А вскоре он просто-напросто взял да украл еще новенькую тогда машинку — это мягко блестевшее серой эмалью электрическое чудо. Попросил, ссылаясь на то, что нужно поправить пару эпизодов, и не вернул, зажал с концами…
Негромко, но довольно ощутимо отозвались в корпусе авиалайнера выплывшие из его чрева шасси. Что-то говорила стюардесса, наклонившись над Александром Борисовичем. Он открыл глаза и привычно осмотрелся: ремень безопасности был застегнут, столик убран…
— Нет, — сказала стюардесса, — вы законопослушный пассажир, но на лице у вас была такая грусть, что мне захотелось сказать вам доброе слово. Вам что-то печальное снилось?
— Вы ошибаетесь, — негромко произнес Турецкий, — мне снилось, что недостойный будет наказан, а чистого человека причислят к лику святых.
— Да, — сказала стюардесса, — так бывает во сне.
— Я сделаю это наяву. Я сделаю это в жизни, такой же реальной, как истинно то, что мы с вами садимся в аэропорту города Великого чаепития.
Стюардесса улыбнулась:
— У вас хороший английский.
— Да, мэм, вы угадали: я из России, я упрямый.

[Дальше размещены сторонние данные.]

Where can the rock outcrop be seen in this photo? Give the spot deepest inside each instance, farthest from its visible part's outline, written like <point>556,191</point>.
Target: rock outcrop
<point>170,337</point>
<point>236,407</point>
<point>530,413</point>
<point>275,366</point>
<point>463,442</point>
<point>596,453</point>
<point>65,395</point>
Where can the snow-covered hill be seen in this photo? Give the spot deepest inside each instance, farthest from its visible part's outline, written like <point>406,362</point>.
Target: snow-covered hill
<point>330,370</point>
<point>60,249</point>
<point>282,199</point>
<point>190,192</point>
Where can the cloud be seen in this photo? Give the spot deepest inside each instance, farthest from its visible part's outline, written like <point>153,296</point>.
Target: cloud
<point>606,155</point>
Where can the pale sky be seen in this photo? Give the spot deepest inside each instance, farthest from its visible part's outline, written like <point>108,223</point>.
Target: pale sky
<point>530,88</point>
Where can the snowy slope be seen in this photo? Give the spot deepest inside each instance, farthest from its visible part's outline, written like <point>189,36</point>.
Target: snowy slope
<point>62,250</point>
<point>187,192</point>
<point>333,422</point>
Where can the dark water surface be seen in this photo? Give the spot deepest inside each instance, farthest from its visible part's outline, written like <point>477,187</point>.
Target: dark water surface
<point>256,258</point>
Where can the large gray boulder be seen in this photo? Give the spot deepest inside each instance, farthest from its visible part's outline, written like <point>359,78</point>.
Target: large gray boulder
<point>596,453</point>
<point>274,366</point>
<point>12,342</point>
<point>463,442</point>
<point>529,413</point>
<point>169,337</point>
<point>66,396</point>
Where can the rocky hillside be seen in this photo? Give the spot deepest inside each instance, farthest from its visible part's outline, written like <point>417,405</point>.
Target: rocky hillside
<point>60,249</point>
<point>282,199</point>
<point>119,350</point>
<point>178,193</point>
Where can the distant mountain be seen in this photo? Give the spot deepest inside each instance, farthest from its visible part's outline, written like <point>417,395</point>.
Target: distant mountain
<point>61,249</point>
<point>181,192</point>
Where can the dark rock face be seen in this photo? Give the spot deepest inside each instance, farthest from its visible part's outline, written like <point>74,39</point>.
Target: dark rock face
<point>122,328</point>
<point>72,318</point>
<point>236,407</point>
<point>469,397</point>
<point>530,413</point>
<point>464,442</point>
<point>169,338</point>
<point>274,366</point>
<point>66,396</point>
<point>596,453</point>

— Бог будет с вами, мистер русский.
Самолет плотно прижался хорошо вулканизированной резиной к полю Бостонского аэропорта. И вскоре Турецкий решительно шагал по «рукаву». В памяти возникла извиняющаяся улыбка Романа Романовича: «Знаете, Липский в конце концов начисто забыл о том, что мы писали роман в четыре руки. А я помнил, что каждый раз, уступая мне место за письменным столом, он говорил: «Садись скорее, Рома, а то сиденье остынет». Вы знаете, господин Турецкий, он забыл обо всем, что нас когда-то связывало. Вот забыл и вернуть машинку. Да, я вам об этом уже говорил, и вот только потом, много лет спустя, когда в суде разбирали вопрос об авторстве громко прошумевшего по всему миру нашего романа, я понял, почему Липский, как любят говорить сейчас у нас в России, «приватизировал» мою машинку. Он не хотел оставлять следов даже от кончиков моих пальцев на квадратных клавишах «Ай-би-эм».
Прямо перед Турецким бежала лента эскалатора, но он, сам не зная почему, стал подниматься по соседствующей с эскалатором лестнице. Каждый шаг Александра Борисовича сопровождался пропущенным через сжатые зубы словом: «Сука» — шаг, «Подонок» — шаг, «Дерьмо!»— еще один шаг… Это же надо так накрутить себя, злобно и с огромной силой, чтобы сжечь собственную память, а на пепелище выстроить чужую историю. До встречи с Купченко Липский ничего не знал из того, о чем они писали в своем романе. Всякие там медико-биологические и баллистические экспертизы, дознания, оперативно-розыскные мероприятия… Липский записывал эти термины на клочках бумаги и заучивал их. Для чего? А чтобы потом бросаться этими словами в зале заседания суда, суда уже не из их романа, а из жизни: «Слушается дело «Липский против Купченко».